Well that didn’t take long.

The air around the state capitol is rarified these days with a renewed sense of optimism that the long-awaited public demand for bipartisan cooperation is within reach.

Pumping that air into the process is none other than the new governor who has spent a big chunk of her time promoting the notion that she, as a Democrat, can actually work to get stuff done with a GOP legislature in general but the two new GOP leaders in particular.

During her brief but to the point Inaugural message, she nailed it with this: “We can not afford to compromise Michigan’s economy by not compromising with each other.”

A cynic would correctly recall that every new governor has uttered the same “we-have-to-work-together” theme for a host of reasons. It is the right thing to do; the citizenry does want it and the only way to resolve tough problems is to set aside partisan differences and search, arm and arm, for a common ground solution.

In that context then, Gov. Gretchen Whitmer begins her journey to succeed where others have failed or didn’t even try and the first gut check on whether she can do it, is right on her doorstep.

She wants to fix the roads. Yep. We heard that.

She wants to raise new revenue to do that. Yep. Heard that too.

She does not have enough Democratic votes to do it which means the GOP lawmakers must put some yes votes up on the board.

And that’s where the rubber hits the pothole. The two new GOP leader’s won’t play ball.

GOP House Speaker Lee Chatfield and his senate counterpart Majority leader Mike Shirkey are no votes.

What’s that you say, those are only two votes and surely she can persuade others to say yes?

Your logical self would conclude that but in the sometimes illogical world of Lansing if the two leaders don’t want to go there, the folks they lead, usually fall in line.

Sen. Jim Ananich, the senate Democratic leader, was asked if the governor will call for the fee hike in her State of the State message early next month. He was noncommittal but he joined in her rhetorical ruffles and flourishes about working together, “We have a responsibility to make it work. We’re all adults. I think I have a great relationship with the leaders and the governor and I’ll do whatever it takes to make it work.”

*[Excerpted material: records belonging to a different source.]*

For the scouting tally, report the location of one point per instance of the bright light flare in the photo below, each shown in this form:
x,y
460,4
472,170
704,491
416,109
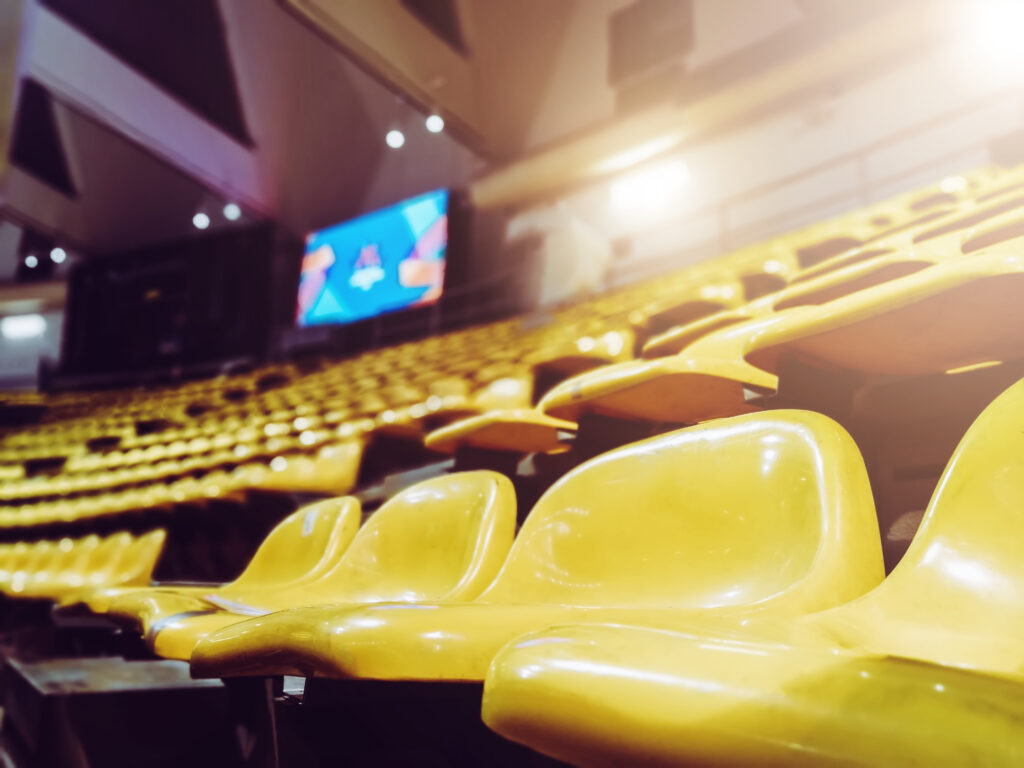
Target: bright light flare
x,y
394,138
23,326
991,33
435,124
650,190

It sounds so wonderful yet all the positive thinking in the world doesn’t automatically produce votes for something the other guys don’t want.

Mr. Shirkey was asked about supporting a fee increase. “You know the answer to that my friend,” he poured ice water on the bipartisan notion. But what if she does lead with the fee hike? “It may be into an echo chamber,” he underscored his no stance.

Does this mean she will lose this fight?

Not necessarily. After all the game has not really begun and perhaps she can weave her 14 years in the legislative trenches into someway to make them an offer they can’t refuse. Ms. Whitmer is not adverse to horse trading.

However the fact that she begins with two key votes against her, is hardly where she wants to begin to prove that working together can really work.